Adesso ha annunciato che integrerà la guida autonoma God’s Eye nei modelli economici grazie a DeepSeek, rendendo la tecnologia accessibile a un vasto pubblico. Si tratta di un approccio in netto contrasto con quello di Tesla, che fa pagare per la funzione Full Self-Driving (in Italia l'abbonamento costa 169 euro al mese).
Per farsi pubblicità la Casa automobilistica ha dato il via a un'aggressiva campagna di marketing in tutto il mondo e un video mostra la sua supercar elettrica di punta, la Yangwang U9, mentre corre sul Circuito Internazionale di Hunan Zhuzhou, in Cina, di giorno e di notte, senza qualcuno al volante.
Tre livelli di guida autonoma
La Yangwang U9 è dotata della versione più potente dell'ADAS, chiamata God's Eye A (DiPilot 600).

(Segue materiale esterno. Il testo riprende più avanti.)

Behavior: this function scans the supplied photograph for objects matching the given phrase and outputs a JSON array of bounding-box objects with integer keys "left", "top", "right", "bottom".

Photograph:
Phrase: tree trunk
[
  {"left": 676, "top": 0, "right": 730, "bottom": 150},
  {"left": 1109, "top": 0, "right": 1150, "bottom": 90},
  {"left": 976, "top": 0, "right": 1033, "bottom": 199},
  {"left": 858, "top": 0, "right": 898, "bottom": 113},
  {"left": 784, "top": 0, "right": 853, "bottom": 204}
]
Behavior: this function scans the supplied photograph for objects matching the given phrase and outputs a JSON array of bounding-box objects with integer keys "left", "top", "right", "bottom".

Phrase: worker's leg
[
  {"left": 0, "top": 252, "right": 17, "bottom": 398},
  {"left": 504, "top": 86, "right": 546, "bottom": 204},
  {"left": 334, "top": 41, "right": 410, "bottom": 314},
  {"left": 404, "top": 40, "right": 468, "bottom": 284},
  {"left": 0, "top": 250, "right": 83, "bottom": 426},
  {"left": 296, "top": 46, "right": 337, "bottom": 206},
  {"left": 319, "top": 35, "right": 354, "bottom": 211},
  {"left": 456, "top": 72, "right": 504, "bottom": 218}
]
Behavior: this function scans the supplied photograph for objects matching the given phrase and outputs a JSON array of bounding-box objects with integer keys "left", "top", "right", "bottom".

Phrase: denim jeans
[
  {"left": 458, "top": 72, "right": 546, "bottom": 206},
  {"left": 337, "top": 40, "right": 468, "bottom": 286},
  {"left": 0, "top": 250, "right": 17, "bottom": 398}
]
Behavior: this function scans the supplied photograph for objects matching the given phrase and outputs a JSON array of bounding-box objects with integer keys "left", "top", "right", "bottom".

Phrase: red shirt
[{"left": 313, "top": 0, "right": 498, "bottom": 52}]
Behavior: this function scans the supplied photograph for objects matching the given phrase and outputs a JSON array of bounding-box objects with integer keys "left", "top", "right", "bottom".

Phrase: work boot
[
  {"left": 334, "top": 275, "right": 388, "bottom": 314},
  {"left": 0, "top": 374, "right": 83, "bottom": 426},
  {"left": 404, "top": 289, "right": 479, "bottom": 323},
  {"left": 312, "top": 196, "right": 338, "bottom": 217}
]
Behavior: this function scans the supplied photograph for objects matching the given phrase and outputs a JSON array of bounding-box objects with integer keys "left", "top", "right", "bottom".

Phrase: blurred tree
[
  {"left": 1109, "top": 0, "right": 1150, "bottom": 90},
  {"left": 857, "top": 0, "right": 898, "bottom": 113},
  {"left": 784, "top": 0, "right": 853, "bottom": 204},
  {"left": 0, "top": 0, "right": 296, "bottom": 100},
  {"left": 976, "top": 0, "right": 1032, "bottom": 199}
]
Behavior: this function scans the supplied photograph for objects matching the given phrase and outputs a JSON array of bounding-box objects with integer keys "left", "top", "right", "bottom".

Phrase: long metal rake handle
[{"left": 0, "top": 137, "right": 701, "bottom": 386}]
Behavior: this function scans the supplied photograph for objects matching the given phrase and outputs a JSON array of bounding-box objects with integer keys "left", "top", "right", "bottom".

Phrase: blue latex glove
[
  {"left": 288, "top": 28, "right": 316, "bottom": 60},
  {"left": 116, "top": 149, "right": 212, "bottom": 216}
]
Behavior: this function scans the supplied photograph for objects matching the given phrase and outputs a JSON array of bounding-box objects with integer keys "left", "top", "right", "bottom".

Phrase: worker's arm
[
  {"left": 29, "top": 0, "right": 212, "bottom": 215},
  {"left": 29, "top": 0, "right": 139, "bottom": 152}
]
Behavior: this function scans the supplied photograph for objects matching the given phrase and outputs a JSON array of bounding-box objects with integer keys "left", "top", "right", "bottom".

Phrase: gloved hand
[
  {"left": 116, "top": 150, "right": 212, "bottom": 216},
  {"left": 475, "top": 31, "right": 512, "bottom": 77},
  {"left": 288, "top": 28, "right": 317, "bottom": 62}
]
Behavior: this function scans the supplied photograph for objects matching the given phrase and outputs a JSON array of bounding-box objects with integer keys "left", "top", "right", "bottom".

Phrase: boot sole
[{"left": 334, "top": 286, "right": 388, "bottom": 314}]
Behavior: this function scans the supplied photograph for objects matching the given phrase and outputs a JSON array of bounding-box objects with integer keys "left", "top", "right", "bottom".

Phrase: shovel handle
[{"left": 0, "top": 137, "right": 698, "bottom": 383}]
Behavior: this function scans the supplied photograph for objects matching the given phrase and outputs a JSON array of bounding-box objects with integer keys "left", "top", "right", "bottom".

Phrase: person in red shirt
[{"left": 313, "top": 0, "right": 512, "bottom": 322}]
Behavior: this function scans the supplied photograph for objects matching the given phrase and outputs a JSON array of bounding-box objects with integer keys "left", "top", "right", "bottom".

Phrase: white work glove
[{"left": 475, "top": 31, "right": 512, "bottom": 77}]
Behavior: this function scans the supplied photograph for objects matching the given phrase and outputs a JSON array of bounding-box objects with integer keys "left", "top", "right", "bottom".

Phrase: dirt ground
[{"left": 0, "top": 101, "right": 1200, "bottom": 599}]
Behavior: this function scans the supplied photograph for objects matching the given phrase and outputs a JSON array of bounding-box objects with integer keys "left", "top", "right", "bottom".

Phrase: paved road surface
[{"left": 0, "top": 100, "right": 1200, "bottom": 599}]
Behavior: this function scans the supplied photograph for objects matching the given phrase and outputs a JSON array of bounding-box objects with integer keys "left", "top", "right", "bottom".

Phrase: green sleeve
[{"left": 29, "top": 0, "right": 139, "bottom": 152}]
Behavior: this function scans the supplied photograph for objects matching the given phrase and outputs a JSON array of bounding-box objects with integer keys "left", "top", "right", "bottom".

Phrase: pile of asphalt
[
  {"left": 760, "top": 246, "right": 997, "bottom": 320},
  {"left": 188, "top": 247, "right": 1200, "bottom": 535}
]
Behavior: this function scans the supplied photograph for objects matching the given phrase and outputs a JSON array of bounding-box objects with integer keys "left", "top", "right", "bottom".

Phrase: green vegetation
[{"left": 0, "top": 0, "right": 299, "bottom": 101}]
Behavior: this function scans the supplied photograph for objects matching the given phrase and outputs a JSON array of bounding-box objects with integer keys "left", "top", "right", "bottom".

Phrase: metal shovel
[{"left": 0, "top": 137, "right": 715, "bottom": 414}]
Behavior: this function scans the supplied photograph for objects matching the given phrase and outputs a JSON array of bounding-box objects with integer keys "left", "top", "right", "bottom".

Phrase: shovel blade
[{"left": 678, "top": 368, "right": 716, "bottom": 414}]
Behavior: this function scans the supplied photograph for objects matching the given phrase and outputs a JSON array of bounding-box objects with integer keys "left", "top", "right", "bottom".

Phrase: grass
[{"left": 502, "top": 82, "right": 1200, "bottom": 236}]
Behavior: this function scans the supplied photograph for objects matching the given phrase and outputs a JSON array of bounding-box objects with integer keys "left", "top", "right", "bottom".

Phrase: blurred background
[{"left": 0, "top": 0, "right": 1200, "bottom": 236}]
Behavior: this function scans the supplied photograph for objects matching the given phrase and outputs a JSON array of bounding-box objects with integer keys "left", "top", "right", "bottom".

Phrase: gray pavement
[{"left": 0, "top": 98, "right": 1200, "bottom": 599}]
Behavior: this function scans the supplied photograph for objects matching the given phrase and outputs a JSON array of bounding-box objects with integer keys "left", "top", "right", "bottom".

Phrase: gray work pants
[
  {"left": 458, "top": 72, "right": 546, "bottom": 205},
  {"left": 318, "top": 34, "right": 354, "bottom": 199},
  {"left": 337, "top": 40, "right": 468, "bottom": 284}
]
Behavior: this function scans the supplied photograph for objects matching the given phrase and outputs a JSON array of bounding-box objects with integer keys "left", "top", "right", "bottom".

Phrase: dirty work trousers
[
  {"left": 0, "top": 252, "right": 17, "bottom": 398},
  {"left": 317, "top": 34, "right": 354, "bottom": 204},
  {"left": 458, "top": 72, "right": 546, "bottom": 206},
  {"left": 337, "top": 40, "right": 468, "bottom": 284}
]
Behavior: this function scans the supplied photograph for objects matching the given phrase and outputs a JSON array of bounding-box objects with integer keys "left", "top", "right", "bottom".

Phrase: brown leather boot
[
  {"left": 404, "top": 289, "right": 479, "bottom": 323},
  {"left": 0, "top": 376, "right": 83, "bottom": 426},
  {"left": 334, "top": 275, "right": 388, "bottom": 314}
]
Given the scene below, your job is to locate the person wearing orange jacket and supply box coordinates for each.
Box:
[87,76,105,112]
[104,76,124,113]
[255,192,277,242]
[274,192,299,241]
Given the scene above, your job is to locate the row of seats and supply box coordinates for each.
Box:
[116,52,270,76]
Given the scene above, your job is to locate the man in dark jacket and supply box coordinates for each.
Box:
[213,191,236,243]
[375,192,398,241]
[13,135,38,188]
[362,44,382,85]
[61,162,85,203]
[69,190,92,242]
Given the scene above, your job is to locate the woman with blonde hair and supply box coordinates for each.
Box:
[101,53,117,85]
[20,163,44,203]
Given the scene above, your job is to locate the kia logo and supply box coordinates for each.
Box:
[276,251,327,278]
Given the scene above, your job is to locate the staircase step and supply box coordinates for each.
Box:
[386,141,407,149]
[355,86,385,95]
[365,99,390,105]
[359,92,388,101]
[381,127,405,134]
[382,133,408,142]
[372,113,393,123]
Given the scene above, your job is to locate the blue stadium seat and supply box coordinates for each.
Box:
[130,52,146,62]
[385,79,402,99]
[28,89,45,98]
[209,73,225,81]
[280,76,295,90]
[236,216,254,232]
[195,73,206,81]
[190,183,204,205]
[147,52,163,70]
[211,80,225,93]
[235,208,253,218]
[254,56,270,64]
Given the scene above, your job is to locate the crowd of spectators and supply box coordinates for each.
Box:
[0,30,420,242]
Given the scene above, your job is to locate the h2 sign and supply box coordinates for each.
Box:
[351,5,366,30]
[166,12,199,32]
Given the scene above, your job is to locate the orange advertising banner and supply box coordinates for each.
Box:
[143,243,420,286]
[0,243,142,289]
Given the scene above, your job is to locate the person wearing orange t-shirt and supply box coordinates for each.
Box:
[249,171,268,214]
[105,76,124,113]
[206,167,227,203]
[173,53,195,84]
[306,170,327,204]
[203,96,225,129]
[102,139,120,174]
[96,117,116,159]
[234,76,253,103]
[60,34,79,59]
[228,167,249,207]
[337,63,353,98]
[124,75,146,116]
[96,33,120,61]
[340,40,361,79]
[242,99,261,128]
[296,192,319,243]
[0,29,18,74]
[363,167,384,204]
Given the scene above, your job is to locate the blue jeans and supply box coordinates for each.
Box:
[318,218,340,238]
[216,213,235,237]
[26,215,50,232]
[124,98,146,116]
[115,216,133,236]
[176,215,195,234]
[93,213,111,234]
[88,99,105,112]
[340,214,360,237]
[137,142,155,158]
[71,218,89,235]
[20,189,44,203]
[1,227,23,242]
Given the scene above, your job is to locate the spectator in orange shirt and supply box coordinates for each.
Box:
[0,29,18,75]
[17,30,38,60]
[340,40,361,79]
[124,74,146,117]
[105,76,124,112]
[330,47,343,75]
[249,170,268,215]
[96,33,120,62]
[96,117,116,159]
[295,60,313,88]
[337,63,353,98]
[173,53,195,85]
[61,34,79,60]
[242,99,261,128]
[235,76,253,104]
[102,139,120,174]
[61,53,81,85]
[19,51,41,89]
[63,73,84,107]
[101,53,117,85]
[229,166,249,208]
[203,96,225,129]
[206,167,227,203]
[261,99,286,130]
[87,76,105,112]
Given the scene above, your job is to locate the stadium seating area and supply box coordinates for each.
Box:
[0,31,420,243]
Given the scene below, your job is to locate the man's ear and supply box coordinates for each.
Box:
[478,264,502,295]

Ha una potenza di calcolo di picco di 600 TOPS e può utilizzare fino a tre LiDdar.
Il secondo livello di guida autonoma è il God's Eye B (DiPilot 300), supporta un LiDar e ha una potenza di calcolo di picco di 300 TOPS.
God's Eye C (DiPilot 100) è la versione entry-level del sistema che si basa principalmente su telecamere, radar a onde millimetriche e radar a ultrasuoni. Ha una potenza di calcolo massima di 100 TOPS e sarà di serie sull'utilitaria elettrica BYD Seagull da 9.500 dollari.
God's Eye arriverà quest'anno su oltre 20 modelli di serie BYD.